Cezasız bir şekilde buraya gelmenizi büyük bir mutluluk olarak kabul edin (…); ancak hızlı bir dönüş hayatınızı kurtarabileceğinden, en ufak bir gecikme size ölüm getirir.

Wojciech ve arkadaşları, konuksever olmayan şehri terk etti, ancak beş gün sonra Prusai'nin saldırısına uğradılar. Wojciech, Drużno Gölü'nün güney kıyısında şehit oldu.

Tarihçiler uzun süredir bu efsanevi yerleşimin muhtemel yerini tartışıyorlar. Son olarak, Dr. Marek Jagodziński tarafından yürütülen saha araştırması sayesinde Truso'nun günümüzdeki Janow köyünün yakınında yer aldığı kanıtlanmıştır. (Drużno Gölü kıyısında, bugünkü Elbląg sınırından birkaç kilometre uzakta).

Töton ayakkabısının altında

1237'de Cermen Şövalyeleri bu bölgeye ulaştı. Prusya'nın ulusal ustası Hermann von Balka tarafından komuta edildi. şövalyeler küçük bir savunma kalesi kurdu. Olmuştur birkaç yıl sonra Prusyalılar tarafından yakıldı bu yüzden Cermen Şövalyeleri yakındaki eski yerleşime taşındı (şimdiki bölge Eski kasaba). burada 1246 Elbląg şehrini buldular. Hızlı tuğladan kale inşaatına da başlandıhangi düzenin ulusal ustasının koltuğu oldu. Tarikatın merkezi Venedik'ten Malbork'a taşınana kadar Elbląg, Cermen devletinin en önemli şehriydi.

Güçlü bir şekilde güçlendirilmiş yerleşim, Prusya ayaklanmalarına ve Prens Świętopełek'in işgaline direndi. Hansa Birliği'ne ait olan ve konumu nedeniyle tercih edilen şehir çok hızlı gelişti. 14. yüzyılın sonunda, Elbląg'ın gelişimi Gdańsk ile rekabet nedeniyle engellendi. Buna ek olarak, Cermen politikası (savaşlar için yüksek vergiler) yerel halk arasında hoşnutsuzluğun artmasına neden oldu. Şövalyelerin Grunwald'da bozguna uğratıldığı haberi şehre ulaştığında Elbląg sakinleri kaleyi fethetti ve Polonya kralına haraç ödedi. Ne yazık ki, Torun Barışı sayesinde şehir Cermen Şövalyelerinin egemenliğine geri döndü. İÇİNDE 1440 Prusya Birliği burada kuruldu ve on dört yıl sonra Töton karşıtı ayaklanmanın ve dolayısıyla On Üç Yıl Savaşının patlak vermesine yol açtı. Kasaba halkı kaleyi bir kez daha ele geçirdi ama bu sefer yaktılar. Töton Şövalyeleri'nin dönüşünden korktukları için. Savaşın sona ermesinden ve İkinci Torun Barışı'ndan sonra Elbląg, Polonya krallarının egemenliğine girdi.

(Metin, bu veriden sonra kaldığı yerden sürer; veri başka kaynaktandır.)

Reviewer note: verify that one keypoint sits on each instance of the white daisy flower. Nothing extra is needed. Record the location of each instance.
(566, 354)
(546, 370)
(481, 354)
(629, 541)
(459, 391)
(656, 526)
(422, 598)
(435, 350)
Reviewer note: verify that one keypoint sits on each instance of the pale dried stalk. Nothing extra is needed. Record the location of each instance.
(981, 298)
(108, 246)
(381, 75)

FOTOĞRAFLAR: Elbląg'daki Arkeoloji ve Tarih Müzesi - Gymnasium binası

Kader

On altıncı yüzyıla Elbląg'ın altın çağı denir. Özellikle saltanatın sonu Zygmunt II Ağustos ve hükümetler Stefan Batory şehre somut faydalar sağladı. İlk Polonya kalyonu "Smok" burada denize indirildive Gdansk ile savaş sırasında Kral Stefan Batory, buradaki tüm deniz ticaretini yönetti. şehir cevap verdi 1577 yıl kızgın Gdansk sakinlerinin saldırısı (ancak banliyöleri ve gemileri yakma pahasına).

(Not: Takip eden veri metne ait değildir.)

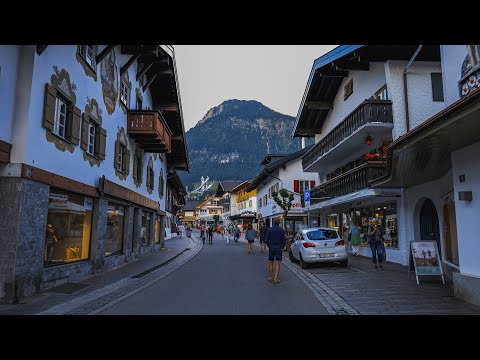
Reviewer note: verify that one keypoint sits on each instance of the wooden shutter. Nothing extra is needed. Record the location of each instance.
(135, 165)
(116, 157)
(49, 107)
(296, 186)
(437, 86)
(73, 126)
(84, 142)
(102, 143)
(126, 161)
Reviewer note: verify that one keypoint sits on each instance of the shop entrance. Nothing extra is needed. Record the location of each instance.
(429, 228)
(450, 228)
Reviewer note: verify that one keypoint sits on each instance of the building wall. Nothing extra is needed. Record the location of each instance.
(465, 162)
(420, 99)
(8, 78)
(452, 59)
(365, 84)
(43, 154)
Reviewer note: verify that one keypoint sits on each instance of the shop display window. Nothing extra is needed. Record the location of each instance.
(115, 221)
(69, 224)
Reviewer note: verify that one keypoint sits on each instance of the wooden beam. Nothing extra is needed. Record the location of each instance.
(144, 70)
(318, 105)
(352, 65)
(108, 49)
(129, 63)
(149, 82)
(167, 107)
(41, 49)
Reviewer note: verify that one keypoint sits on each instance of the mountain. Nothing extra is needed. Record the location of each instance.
(233, 137)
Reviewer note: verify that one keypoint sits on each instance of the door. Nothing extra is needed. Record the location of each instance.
(429, 228)
(450, 228)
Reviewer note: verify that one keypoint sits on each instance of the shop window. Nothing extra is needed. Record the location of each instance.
(146, 219)
(115, 220)
(69, 223)
(60, 116)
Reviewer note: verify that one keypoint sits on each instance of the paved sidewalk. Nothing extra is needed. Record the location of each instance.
(97, 286)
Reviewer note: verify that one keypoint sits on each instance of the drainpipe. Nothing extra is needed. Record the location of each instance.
(407, 116)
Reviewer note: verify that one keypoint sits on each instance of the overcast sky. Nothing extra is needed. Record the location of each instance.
(275, 75)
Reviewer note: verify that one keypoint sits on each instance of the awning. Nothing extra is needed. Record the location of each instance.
(365, 194)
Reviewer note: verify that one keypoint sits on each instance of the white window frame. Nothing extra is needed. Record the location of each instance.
(59, 127)
(125, 93)
(91, 138)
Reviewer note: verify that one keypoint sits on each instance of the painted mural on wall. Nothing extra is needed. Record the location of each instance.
(109, 78)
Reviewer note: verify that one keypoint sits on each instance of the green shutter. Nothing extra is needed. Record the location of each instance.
(126, 161)
(49, 107)
(73, 126)
(84, 142)
(102, 143)
(115, 157)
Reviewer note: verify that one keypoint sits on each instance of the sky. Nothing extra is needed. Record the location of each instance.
(275, 75)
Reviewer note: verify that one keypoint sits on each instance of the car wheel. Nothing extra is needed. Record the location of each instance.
(344, 263)
(303, 264)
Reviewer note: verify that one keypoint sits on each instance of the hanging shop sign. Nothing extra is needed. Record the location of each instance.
(426, 259)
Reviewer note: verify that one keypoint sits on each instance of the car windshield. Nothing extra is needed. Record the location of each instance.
(322, 234)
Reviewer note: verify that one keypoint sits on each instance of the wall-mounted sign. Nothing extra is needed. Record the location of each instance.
(426, 259)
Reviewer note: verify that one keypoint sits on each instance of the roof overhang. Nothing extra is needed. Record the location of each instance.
(329, 71)
(424, 154)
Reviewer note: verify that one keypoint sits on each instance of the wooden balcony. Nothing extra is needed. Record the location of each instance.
(356, 179)
(150, 131)
(371, 116)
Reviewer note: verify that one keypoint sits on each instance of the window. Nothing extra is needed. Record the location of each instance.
(348, 89)
(89, 52)
(437, 87)
(60, 118)
(381, 94)
(125, 93)
(69, 223)
(91, 139)
(115, 220)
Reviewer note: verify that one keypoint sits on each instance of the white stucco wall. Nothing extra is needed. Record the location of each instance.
(452, 59)
(465, 161)
(8, 78)
(420, 99)
(293, 171)
(365, 84)
(43, 154)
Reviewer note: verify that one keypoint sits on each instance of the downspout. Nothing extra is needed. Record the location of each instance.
(407, 116)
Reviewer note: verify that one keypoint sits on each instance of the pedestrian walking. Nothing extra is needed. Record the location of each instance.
(375, 242)
(276, 241)
(250, 237)
(354, 237)
(263, 238)
(210, 235)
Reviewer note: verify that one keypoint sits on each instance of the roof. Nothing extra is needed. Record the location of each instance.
(271, 167)
(329, 71)
(191, 204)
(226, 186)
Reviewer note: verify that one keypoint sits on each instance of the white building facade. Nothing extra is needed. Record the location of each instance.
(84, 187)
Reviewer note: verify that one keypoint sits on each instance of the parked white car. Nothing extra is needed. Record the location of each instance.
(318, 244)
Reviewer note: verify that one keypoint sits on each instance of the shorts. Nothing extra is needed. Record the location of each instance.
(274, 253)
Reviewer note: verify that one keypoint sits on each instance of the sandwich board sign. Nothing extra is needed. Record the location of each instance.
(426, 259)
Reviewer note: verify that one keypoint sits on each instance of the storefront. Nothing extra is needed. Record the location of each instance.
(115, 224)
(69, 224)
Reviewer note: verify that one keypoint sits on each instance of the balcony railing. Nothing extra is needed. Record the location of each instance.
(354, 180)
(368, 112)
(150, 130)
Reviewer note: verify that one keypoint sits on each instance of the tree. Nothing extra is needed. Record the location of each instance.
(216, 218)
(285, 202)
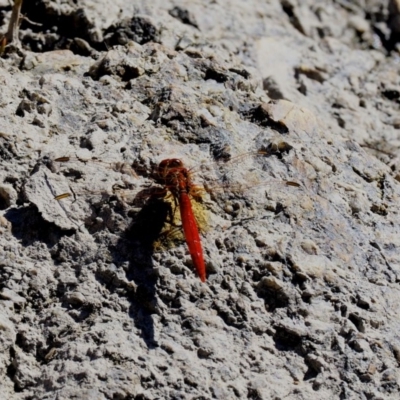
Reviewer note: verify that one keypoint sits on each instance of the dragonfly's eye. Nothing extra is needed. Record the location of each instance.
(170, 163)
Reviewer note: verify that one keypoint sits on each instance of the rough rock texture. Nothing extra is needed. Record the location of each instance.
(303, 292)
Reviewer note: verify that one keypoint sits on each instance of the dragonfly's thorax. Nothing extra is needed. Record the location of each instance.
(173, 175)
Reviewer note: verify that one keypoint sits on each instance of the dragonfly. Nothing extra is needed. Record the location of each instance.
(176, 179)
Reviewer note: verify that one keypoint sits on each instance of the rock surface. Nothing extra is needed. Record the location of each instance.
(303, 292)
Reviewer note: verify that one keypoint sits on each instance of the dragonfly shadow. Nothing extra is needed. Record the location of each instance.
(137, 242)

Yaş XVII ve XVIII Bu, Elbląg'ın düşüş dönemidir. İsveçliler, Ruslar ve Saksonlar tarafından fethedilip yağmalandı ve küçük bir taşra kasabası haline geldi. 18. yüzyıl) ve Prusya devletinde önemli bir rol oynamadı. durum değişti sadece XIX yüzyıl. Elbląg'da çok sayıda fabrika, fabrika, sanayi tesisi ve tersane ortaya çıkmaya başladı. Birinci Dünya Savaşı ve "büyük kriz" ile bağlantılı durgunluk 1930'larda kesintiye uğradı. Naziler şehre askeri bir karakter kazandırdı ve bu da Elbląg'ın ekonomik olarak toparlanmasına yol açtı. Ancak, İkinci Dünya Savaşı ile aniden kesintiye uğradı. Şiddetli savaş, Eski Şehir'in neredeyse tamamen yok olmasına yol açtı. Birçok sakin öldü, kamu altyapısı ve endüstriyel tesisler yıkıldı.


FOTOĞRAFLAR: Elbląg'daki Arkeoloji ve Tarih Müzesi - Podzamcze binası

Yeni yetkililer yıkık kiralık evlerin çoğunu yıkmaya karar verdi. Görünüşe göre, bu şekilde elde edilen tuğla, diğer şeylerin yanı sıra, Varşova Eski Kenti'nin yeniden inşası için kullanıldı (bazı Elblaganlar, başkentin sakinlerine karşı isteksizliklerini bu gerçekle açıklıyor). İÇİNDE 1949 Stalinist yetkililer, Zamech bitkilerinin yakılmasına katıldığından şüphelenilen 100'den fazla sakini tutukladı (birkaç ölüm cezası verildi ve tutuklananlardan bazıları işkenceden öldü). Yıllar içinde 1975-1998 şehir Elbląg Eyaletinin başkentiydi.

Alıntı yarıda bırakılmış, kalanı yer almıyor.